Addm
As a kid, playing games was a whole other experience. Content repeating menial tasks, spending hours messing around in a hub-world, ignorant to most jank a game threw at me.
But gone are the days of wasting hours upon hours in Pokémon Sapphire. Grinding up a Vulpix because I didn’t realise it evolved with a Fire Stone; waking up early to play my brother’s copy of GTA IV and drive around aimlessly; being the world’s worst e-architect by building hundreds of offensively ugly Minecraft houses.
But now the critical lens of adulthood has wormed its way in, turning me into a serial media-abandoner. At the doors of the last bossfight but just not feeling it? Only got the series finale left but feeling a bit bored? 10 minutes left of the film but feel I’ve got the jist of it?
Kitt
I’ve grown up putting many hours into computer games. Mario Kart Wii, Club Penguin, Spore, and Super Smash Bros come to mind as particularly long childhood hours. But here’s the thing about computer games, right. They’re young, there are a lot of them, and most of them aren’t really worth your time. Now, stay with me here.

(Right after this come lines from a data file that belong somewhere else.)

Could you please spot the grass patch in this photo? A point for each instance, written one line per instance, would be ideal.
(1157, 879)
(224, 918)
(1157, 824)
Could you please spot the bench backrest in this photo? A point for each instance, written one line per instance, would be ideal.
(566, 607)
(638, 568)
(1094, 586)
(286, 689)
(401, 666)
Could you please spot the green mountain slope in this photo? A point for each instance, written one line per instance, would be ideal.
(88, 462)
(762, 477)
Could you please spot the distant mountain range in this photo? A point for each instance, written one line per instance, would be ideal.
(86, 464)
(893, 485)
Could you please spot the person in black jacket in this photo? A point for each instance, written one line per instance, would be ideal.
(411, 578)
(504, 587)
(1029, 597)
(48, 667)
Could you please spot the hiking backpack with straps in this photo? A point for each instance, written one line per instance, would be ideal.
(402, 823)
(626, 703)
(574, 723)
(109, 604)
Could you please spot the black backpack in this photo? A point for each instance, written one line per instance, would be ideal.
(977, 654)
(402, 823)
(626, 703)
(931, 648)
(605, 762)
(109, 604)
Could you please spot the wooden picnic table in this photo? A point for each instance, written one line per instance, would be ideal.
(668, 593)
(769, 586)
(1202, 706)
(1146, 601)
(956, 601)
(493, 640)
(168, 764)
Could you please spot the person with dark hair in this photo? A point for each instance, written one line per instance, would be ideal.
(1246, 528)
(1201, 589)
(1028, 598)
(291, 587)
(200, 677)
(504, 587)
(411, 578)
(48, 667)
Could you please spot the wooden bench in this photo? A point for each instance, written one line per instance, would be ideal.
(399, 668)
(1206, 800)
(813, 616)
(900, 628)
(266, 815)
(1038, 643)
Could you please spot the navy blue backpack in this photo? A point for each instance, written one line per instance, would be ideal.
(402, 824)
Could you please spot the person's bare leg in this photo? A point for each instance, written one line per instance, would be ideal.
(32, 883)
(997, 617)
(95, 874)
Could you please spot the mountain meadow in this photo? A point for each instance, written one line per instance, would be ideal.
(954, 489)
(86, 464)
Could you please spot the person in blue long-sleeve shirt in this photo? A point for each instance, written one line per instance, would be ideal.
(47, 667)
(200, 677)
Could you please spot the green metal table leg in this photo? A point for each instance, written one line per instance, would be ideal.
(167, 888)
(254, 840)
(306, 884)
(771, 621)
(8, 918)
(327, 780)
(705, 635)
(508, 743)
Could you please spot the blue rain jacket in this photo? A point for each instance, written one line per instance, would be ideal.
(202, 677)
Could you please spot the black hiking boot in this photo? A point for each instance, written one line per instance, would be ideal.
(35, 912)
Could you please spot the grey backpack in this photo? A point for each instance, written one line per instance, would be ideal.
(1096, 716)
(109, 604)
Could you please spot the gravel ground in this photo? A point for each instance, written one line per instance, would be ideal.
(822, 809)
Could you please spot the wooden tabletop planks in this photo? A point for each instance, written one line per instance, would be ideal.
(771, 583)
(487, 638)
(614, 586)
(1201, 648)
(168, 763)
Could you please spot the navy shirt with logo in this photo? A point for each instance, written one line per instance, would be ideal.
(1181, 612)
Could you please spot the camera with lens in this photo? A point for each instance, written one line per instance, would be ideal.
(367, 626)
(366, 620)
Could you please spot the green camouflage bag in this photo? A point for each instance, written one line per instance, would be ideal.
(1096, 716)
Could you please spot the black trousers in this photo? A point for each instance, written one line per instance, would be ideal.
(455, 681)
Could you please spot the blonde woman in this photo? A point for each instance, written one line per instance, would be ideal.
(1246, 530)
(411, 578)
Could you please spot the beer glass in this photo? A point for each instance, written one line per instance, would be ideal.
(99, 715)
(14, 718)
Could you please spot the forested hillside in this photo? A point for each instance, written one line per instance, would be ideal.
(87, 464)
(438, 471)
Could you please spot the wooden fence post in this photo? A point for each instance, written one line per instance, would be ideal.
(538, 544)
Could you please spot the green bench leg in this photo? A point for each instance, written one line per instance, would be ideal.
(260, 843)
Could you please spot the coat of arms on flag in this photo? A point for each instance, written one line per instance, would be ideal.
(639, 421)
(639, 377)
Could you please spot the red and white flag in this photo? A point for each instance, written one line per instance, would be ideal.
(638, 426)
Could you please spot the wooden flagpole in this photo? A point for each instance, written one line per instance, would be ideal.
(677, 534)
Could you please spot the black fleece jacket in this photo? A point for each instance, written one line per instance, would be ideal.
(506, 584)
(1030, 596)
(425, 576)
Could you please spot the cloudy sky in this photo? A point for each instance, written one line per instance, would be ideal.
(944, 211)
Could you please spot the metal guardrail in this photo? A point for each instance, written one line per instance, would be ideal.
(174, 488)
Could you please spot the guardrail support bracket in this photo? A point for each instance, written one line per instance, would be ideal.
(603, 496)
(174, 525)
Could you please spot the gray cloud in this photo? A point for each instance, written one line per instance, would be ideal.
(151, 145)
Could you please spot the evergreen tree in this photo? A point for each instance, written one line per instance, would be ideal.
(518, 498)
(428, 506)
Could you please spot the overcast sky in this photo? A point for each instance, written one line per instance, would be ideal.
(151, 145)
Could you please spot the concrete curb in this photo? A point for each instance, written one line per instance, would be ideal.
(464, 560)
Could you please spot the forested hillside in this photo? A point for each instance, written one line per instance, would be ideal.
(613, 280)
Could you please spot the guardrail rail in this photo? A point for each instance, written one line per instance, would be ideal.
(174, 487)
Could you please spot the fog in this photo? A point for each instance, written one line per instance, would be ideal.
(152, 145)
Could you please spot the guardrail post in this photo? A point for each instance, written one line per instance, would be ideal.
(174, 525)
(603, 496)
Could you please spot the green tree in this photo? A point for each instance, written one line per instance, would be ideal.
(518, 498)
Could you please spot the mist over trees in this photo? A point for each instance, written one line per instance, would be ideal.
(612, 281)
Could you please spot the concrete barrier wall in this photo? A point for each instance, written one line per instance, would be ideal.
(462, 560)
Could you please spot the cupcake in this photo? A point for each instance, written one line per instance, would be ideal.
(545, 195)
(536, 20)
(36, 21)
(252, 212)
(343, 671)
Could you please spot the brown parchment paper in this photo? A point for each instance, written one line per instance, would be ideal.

As I’ve grown into the ripe old age of my mid-20s, not long ago I started to think I didn’t like computer games anymore. Nothing clicked like it used to, and I was seeing through the cracks more and more. Realising, as fetch quests got samier, as voice acting got worse, as I spent more time playing in the skill-tree menu than playing the game, that actually putting in the hours on the games that everybody was recommending wasn’t just boring to me – it was wasting my time, and making life worse.